Formula for $\binom{n}{2}/\binom{m}{2}=1/2$ or $2n(n-1) = m(m-1)$?

Question

Where could I find a formula that produces integers $n$ and $m$ such that $\binom{n}{2}/\binom{m}{2}=1/2$?

Of course, this questions can be reformulated as: How to find all the integer values of n and m such that $$2n(n-1) = m(m-1)\quad ?$$

Answer 1

Multiply by $4$ to get

$$ 2(2n-1)^2 - 1 = (2m-1)^2$$

This is a form of Pell's equation ($\displaystyle 2x^2 - y^2 = 1$) and has infinite solutions in which both $x$ and $y$ are odd. These can be read off from the continued fraction of $\sqrt{2}$

The solutions to $\displaystyle 2x^2 - y^2 = 1$ with $\displaystyle x$ and $\displaystyle y$ odd, can be read off from the recurrence

$\displaystyle x_{n+1} = 3x_n + 2y_n$
$\displaystyle y_{n+1} = 4x_n + 3y_n$

starting with $\displaystyle x_1 = 1,\ y_1 = 1$.

Answer 2

In my answer here you will find Lagrange's method for reducing the general bivariate quadratic Diophantine equation to a Pell equation, along with some interesting links, including a Java applet that will show you the complete solution, including complete step-by-step details of the solution.

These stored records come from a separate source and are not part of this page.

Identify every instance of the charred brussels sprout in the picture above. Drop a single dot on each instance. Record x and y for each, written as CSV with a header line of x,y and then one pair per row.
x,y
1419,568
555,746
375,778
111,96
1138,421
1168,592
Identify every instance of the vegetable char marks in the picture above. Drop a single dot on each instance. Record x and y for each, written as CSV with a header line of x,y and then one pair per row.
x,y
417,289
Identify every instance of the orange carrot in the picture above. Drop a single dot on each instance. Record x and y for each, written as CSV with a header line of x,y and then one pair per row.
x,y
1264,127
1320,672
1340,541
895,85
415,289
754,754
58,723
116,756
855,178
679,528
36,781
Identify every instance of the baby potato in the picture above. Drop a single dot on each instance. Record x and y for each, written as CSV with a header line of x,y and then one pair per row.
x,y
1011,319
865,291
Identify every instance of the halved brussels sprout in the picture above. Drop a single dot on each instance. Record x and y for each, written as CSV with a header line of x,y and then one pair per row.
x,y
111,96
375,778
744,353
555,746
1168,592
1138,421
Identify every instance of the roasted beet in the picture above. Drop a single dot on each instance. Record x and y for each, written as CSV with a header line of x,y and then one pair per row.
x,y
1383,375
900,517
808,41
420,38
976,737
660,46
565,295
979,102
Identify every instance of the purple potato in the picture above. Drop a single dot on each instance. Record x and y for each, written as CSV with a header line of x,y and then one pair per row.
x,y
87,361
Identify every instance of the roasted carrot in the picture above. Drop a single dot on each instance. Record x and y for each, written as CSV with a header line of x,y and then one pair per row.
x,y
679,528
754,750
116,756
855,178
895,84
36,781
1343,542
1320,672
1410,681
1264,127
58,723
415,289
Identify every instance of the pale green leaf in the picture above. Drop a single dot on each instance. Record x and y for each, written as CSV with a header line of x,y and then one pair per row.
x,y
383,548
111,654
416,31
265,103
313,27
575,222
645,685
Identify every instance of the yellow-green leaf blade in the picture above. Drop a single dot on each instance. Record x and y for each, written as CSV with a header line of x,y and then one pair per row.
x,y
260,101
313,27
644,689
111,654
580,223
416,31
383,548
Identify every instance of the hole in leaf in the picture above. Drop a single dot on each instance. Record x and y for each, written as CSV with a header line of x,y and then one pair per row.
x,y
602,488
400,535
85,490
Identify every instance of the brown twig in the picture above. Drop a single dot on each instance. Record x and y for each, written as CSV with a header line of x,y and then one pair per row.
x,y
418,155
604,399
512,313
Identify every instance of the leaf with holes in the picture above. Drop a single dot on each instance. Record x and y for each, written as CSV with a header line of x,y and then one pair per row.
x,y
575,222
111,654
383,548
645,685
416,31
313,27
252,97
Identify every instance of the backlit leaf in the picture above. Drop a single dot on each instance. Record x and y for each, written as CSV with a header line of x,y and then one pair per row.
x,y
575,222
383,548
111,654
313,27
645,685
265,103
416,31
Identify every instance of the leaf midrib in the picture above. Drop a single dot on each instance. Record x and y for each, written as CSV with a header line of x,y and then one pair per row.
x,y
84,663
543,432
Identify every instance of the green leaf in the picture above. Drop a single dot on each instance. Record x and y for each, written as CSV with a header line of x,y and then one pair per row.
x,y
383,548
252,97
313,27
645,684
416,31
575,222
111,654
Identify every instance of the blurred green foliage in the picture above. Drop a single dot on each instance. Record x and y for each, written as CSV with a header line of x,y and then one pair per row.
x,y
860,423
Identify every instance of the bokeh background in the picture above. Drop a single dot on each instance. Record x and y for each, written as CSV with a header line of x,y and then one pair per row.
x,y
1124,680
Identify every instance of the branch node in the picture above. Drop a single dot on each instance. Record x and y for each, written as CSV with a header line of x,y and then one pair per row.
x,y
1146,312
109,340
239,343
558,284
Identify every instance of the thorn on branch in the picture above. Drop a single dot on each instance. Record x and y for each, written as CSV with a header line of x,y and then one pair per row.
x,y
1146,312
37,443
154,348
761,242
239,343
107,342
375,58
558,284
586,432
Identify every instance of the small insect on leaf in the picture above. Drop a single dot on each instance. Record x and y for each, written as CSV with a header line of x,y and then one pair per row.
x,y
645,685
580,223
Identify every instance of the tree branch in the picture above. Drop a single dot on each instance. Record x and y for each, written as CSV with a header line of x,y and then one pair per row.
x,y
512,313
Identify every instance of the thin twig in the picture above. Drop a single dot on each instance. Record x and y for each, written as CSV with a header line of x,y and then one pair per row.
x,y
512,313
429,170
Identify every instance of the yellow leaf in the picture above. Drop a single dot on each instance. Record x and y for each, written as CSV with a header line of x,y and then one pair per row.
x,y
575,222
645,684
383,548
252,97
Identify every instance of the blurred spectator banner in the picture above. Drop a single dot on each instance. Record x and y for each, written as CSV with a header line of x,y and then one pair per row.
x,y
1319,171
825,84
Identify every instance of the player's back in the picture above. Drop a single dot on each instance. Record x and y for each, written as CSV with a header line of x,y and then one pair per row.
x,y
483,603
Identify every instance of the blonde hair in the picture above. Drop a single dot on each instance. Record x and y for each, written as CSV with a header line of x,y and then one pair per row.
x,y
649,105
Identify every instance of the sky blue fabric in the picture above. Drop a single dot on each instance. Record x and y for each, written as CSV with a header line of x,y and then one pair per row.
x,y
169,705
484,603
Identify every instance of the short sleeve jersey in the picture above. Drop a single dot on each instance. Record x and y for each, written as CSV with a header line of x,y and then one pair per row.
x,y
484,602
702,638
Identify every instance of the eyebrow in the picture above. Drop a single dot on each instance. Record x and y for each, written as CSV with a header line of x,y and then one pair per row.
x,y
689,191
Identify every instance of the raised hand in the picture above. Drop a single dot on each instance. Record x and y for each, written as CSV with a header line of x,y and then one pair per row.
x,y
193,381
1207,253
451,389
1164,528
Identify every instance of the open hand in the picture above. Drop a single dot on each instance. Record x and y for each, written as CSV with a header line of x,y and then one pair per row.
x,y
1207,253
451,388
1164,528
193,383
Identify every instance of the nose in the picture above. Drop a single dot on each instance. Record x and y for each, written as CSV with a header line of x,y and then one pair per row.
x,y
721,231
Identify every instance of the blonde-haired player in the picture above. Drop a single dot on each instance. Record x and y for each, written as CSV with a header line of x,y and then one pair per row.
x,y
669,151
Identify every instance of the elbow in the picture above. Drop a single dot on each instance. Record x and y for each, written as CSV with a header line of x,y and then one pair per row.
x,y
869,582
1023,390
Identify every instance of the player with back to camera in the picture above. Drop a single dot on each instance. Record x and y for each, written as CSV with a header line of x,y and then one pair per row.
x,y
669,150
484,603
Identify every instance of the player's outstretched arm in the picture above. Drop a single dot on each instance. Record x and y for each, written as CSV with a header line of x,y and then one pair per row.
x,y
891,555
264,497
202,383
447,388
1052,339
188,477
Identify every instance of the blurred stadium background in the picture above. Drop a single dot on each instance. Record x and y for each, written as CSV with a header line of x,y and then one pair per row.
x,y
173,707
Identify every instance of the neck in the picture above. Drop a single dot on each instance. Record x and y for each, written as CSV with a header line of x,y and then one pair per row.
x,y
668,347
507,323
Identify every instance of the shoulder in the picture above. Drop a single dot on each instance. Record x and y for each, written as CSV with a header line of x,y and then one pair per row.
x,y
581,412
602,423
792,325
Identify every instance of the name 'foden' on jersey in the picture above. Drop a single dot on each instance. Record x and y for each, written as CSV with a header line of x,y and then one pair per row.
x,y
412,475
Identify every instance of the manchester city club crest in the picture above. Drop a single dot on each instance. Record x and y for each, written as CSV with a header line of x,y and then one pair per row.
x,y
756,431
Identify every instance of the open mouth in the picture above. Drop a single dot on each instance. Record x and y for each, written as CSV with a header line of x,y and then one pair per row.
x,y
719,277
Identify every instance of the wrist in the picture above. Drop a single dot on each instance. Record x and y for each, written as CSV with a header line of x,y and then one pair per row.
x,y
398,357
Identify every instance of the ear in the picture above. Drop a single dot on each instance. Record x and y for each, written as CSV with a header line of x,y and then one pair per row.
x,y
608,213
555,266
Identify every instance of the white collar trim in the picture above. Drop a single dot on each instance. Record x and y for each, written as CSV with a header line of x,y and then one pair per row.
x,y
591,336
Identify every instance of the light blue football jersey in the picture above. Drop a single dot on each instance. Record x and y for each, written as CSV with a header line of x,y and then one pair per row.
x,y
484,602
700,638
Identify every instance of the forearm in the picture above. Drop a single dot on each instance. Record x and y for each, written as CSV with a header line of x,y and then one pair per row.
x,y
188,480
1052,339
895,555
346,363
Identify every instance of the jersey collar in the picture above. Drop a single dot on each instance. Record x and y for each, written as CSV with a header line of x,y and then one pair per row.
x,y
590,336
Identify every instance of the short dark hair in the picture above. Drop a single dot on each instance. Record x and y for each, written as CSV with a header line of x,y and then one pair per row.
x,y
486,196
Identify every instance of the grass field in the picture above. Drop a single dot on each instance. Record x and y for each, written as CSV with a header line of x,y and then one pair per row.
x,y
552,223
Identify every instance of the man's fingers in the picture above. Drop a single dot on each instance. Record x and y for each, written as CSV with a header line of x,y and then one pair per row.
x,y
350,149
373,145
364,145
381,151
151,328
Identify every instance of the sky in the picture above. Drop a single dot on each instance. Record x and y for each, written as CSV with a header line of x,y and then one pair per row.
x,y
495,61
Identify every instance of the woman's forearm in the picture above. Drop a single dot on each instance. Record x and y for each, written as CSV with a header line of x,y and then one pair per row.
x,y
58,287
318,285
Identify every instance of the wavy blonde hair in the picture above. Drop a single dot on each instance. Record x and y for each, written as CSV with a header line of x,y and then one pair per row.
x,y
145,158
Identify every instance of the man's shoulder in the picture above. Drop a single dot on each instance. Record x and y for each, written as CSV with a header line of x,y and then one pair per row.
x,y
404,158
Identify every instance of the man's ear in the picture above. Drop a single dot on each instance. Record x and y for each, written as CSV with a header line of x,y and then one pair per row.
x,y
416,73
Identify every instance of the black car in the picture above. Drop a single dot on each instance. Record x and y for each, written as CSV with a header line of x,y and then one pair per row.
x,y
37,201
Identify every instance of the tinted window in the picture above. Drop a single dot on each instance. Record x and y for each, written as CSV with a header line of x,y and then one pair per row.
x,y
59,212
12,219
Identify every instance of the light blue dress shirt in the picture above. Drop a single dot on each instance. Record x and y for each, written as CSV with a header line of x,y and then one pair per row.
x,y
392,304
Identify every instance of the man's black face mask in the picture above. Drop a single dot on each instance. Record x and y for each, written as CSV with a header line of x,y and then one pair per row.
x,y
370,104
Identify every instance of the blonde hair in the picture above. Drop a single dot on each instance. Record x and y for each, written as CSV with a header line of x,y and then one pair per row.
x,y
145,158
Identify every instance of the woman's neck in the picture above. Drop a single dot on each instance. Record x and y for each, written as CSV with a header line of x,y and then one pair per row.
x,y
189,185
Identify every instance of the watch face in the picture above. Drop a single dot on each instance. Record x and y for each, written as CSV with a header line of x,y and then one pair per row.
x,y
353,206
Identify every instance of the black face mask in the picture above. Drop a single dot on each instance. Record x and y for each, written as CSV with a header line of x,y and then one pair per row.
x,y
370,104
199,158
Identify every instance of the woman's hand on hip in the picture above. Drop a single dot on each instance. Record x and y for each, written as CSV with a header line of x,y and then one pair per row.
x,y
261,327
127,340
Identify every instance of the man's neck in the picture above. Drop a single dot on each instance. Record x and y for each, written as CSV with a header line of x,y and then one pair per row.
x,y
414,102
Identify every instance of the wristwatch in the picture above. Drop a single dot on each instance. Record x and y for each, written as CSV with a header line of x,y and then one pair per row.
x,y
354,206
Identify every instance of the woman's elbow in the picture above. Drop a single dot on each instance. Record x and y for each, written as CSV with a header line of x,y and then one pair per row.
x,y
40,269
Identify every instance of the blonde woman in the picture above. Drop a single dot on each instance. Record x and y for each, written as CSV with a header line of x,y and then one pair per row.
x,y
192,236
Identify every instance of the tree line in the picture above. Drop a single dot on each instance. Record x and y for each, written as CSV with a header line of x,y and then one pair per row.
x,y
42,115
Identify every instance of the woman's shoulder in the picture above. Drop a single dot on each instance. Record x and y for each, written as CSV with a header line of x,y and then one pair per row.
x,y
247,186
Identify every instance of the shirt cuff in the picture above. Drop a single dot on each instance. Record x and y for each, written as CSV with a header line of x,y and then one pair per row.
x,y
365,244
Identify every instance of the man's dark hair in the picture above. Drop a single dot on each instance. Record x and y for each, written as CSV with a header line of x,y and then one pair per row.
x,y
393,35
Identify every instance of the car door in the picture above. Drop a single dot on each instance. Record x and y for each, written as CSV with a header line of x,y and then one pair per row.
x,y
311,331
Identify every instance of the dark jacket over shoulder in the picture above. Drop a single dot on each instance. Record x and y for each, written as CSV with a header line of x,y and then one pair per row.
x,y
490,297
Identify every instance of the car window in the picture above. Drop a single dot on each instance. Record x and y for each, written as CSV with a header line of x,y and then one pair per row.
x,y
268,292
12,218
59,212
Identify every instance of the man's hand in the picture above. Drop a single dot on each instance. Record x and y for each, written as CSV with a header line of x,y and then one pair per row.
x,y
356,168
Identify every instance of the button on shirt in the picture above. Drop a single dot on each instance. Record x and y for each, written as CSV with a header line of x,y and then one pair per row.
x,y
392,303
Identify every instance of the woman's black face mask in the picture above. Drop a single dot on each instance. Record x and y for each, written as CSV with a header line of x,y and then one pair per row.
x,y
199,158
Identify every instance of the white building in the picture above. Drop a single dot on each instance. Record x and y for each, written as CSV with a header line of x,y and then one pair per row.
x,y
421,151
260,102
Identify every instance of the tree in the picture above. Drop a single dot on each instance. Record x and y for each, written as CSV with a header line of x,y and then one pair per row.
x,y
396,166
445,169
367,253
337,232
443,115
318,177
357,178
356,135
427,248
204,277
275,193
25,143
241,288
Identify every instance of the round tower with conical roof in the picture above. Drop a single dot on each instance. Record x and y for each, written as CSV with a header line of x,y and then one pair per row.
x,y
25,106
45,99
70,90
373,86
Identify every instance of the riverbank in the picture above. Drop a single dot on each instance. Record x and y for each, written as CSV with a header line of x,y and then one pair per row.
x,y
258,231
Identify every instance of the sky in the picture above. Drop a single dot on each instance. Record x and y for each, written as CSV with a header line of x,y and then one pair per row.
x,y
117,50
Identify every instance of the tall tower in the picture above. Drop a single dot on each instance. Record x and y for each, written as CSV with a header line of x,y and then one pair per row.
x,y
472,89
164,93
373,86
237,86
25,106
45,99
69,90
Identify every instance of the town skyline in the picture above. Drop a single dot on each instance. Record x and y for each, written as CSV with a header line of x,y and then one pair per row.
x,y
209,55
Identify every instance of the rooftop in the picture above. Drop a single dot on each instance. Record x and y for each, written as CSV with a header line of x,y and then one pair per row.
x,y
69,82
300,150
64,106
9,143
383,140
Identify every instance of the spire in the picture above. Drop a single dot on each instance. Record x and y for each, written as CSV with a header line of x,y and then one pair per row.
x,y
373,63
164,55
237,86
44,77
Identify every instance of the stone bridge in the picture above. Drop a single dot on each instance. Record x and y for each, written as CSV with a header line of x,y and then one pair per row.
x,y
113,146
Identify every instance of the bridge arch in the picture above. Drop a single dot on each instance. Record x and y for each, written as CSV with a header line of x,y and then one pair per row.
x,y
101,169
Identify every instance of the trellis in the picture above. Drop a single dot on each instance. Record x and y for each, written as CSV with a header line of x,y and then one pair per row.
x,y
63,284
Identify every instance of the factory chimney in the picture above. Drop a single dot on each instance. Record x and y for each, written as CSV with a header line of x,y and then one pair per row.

According to said applet the solutions are given by

$$\rm N_{i+1}\ =\ 3\ N_i + 2\ M_i -2 $$

$$\rm M_{i+1}\ =\ 4\ N_i + 3\ M_i -3 $$

with $\rm\ N_0,M_0\ =\ 0,1\:;\ \ 1,1\:.\ $ To see complete details of the solution, including the relationship with the continued fraction of $\rm\:\sqrt{2}\:,\:$ choose the "step by step" solution method.